After his return to civilian life back in Tuscon, he played in a pop music band and made plans to sell off the music gear to become a Sufi mystic. Just before he did, a Haitian woman came to town to present a spiritual workshop along with her colleague, who combined tape loops and Minimoog to create meditative sounds. They invited him to relocate to Los Angeles, their home town, to also provide music for moving meditations through spiritual dances.

In L.A., Michael got involved with other musicians doing similar work and eventually became quite busy with the spiritual movement classes. At this time Michael also studied microtonality and gather ambient sounds in Mexico.
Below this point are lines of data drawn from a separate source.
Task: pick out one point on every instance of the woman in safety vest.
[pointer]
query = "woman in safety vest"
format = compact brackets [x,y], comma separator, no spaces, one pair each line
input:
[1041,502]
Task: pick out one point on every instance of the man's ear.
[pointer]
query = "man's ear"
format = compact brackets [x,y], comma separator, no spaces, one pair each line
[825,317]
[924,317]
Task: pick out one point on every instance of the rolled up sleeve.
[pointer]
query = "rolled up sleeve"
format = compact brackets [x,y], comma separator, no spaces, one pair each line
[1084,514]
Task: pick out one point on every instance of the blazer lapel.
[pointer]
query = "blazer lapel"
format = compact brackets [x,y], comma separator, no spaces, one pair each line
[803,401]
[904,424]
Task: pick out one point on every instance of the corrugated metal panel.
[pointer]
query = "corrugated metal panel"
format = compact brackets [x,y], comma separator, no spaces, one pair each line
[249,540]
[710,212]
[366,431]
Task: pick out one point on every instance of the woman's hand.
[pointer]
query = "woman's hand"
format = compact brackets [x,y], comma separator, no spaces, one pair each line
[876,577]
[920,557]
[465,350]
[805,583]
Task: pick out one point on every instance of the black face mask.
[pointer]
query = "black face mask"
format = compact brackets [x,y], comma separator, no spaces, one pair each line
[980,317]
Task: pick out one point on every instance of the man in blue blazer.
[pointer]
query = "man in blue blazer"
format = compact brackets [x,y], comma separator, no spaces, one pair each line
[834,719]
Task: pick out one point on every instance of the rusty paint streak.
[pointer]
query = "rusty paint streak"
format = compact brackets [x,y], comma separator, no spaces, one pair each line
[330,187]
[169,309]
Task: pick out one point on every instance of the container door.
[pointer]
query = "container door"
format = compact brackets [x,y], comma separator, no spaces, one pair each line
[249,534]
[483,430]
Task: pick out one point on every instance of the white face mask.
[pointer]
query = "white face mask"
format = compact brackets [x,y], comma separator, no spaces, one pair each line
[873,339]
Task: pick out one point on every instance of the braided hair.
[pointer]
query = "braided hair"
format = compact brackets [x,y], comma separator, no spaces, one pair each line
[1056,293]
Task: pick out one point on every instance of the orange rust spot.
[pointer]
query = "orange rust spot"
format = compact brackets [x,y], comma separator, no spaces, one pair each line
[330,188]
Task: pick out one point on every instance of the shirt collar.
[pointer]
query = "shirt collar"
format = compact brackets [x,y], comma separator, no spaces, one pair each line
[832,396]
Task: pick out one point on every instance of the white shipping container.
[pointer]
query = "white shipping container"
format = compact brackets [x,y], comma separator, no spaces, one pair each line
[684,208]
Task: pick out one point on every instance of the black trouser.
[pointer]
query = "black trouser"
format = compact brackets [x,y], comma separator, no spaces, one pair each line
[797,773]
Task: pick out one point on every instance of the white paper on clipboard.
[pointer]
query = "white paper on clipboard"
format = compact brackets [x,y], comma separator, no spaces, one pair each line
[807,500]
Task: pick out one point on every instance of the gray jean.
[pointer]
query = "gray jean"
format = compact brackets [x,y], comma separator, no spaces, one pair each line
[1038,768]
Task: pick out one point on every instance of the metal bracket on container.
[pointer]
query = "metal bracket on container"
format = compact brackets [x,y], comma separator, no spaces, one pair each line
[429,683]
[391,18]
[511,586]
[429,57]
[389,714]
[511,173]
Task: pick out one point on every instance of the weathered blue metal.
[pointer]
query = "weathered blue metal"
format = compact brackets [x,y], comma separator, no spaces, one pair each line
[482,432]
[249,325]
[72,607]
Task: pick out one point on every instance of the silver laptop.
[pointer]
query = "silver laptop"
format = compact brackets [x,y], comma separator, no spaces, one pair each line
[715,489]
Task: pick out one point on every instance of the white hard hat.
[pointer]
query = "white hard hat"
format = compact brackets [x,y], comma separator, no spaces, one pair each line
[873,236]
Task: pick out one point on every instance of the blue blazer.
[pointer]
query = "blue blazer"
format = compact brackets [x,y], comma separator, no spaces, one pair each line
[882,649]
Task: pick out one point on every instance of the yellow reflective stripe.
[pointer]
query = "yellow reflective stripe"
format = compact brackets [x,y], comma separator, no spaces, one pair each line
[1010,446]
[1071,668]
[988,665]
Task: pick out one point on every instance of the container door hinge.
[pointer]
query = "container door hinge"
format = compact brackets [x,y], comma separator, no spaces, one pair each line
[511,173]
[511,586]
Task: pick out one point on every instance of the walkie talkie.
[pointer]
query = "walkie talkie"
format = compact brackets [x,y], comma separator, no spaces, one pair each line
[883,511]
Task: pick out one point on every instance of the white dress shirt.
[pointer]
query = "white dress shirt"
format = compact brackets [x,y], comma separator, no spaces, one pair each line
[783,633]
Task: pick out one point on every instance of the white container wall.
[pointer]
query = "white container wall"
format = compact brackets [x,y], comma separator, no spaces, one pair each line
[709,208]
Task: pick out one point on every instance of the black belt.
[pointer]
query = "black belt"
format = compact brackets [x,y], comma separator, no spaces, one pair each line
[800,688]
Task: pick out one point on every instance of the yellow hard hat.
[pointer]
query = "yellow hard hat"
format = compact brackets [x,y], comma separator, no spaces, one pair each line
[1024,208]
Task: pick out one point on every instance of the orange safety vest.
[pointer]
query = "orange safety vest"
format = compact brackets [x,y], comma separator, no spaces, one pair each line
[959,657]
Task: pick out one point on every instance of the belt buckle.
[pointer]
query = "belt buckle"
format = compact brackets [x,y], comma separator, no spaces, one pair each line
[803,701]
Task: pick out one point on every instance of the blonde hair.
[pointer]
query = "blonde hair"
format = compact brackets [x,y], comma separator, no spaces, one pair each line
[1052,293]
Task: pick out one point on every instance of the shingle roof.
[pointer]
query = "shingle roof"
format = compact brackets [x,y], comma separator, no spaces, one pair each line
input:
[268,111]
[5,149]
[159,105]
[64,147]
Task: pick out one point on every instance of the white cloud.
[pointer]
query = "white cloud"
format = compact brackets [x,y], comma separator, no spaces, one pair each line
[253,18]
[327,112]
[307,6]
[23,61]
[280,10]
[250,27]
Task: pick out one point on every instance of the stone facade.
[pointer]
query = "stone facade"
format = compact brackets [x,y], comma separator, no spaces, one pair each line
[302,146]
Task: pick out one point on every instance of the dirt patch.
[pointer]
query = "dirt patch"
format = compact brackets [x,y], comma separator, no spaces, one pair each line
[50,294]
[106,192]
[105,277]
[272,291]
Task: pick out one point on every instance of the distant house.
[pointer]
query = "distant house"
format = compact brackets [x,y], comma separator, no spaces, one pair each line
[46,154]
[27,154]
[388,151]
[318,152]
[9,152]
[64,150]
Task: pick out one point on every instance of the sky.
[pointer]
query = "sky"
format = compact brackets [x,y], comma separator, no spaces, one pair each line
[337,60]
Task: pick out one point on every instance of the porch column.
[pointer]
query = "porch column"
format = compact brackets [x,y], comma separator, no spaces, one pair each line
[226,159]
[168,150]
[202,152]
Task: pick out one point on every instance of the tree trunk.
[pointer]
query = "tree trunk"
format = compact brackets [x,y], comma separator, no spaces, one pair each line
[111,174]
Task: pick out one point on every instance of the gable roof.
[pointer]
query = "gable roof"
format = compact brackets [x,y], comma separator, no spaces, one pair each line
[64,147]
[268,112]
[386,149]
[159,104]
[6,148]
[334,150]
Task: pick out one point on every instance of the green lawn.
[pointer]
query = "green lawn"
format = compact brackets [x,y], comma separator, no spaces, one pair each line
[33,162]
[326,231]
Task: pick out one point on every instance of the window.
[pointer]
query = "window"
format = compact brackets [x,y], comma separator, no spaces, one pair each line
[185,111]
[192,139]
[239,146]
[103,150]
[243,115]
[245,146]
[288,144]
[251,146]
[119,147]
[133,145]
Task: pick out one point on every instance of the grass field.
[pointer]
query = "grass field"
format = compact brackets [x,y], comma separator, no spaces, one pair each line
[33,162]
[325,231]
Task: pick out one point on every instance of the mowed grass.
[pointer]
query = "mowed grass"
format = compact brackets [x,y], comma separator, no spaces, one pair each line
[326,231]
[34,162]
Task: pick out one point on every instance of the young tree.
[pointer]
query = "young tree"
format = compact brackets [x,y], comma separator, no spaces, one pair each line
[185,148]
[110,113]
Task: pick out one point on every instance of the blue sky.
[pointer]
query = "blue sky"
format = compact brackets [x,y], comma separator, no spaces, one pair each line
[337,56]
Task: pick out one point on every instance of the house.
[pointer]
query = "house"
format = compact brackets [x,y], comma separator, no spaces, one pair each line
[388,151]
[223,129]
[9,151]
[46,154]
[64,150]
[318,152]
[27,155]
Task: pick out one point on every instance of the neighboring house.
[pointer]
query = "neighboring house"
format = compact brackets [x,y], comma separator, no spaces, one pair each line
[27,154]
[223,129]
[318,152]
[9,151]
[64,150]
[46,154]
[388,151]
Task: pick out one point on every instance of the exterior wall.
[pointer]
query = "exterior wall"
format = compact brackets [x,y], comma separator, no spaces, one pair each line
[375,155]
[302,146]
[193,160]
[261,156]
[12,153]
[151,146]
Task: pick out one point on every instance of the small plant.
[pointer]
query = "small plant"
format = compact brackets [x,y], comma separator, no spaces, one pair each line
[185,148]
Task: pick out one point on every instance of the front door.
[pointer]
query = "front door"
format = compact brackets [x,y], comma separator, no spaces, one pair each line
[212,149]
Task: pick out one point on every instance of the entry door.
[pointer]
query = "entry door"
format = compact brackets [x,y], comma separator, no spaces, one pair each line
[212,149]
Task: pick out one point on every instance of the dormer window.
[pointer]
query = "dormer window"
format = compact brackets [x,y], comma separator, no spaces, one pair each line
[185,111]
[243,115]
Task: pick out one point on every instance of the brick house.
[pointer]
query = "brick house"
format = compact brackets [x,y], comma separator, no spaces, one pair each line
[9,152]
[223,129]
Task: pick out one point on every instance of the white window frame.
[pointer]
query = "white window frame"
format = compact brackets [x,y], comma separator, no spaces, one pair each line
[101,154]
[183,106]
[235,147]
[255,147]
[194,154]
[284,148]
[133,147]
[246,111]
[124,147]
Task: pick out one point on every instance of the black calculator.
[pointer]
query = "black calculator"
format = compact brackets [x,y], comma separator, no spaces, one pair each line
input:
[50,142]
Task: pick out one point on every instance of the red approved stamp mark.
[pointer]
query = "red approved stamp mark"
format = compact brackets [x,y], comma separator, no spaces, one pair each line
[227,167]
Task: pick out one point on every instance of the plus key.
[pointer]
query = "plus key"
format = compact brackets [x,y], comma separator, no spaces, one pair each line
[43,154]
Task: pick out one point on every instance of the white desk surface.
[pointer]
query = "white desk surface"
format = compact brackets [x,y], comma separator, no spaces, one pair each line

Another of the spiritual dances musicians did film work and got Michael into scoring for B movies, an easy way for him to get used to film scoring. This led to his working with Marice Jarre and then being invited to compose the soundtrack for the IMAX film Chronos. The success of Chronos led to Michael being able to establish his own production company for motion picture and theme park soundtracks. Originally in the L.A. area, he relocated the studio to Santa Fe, New Mexico. He also was involved in the creation of some large art installations, including Lyra, a giant harp played by dancers moving through it.

The Dreams Word interview continues beyond this but I don’t have those pages.

Although Michael and I have never met, he has had an important role in a turning point in my life.

Michael’s score for the film “Dali, the Endless Enigma” turned out to be very important in my life. It is where Elana (many years before I met her), met someone who became an enthusiastic member of Electronic Dreams and part of the Metadreams group that helped Elana plan the editorial aspects of Dreams Word. After her death, this individual’s encouragement was a major factor in my establishing this new site as soon as my own cancer recovery made it feasible for me to do so.

I would like to ask Michael some follow up questions:
* Were the Sufi movement classes a descendent of Gurdjieff’s work? If so, was the Enneagram ninefold concept in some way connected to music theory for Michael?
* Is it physically possible for the Lyra to be reassembled and used again? What would it take to do so, or to create a new one? Are there any photos or videos of it?
* Are there any logistical difficulties dealing with Hollywood-based film studios when doing his soundtrack work from New Mexico, compared to when he was right in L.A.?

Michael played for a live audience for the first time in ten years at the Ambicon 2013 festival. The audience was appreciative of this being the first time his then ten year old son got to see him on stage. As he requested, the audience was kind, and held their applause after each piece so that his pre-planned surround sound effect transitions between pieces could sustain the ambient mood. His performance rig included a Parker Fly guitar, a keyboard, a sound module that looks like it might be a Roland V-Synth module, two laptop computers (one of which looks like it might be running Pro Tools), and some other electronics including a knob bank that controlled sound tonalities. He apologized that he had inadvertently left his flutes, which he’d set out on the bannister, at home in the rush to get up very early to get to the airport.

As this kind of oversight is something that can happen to anyone, I whimsically propose the term “on the bannister” to refer to any time an instrument or musical part, which was fully intended to be included, is inadvertently or accidentally left out.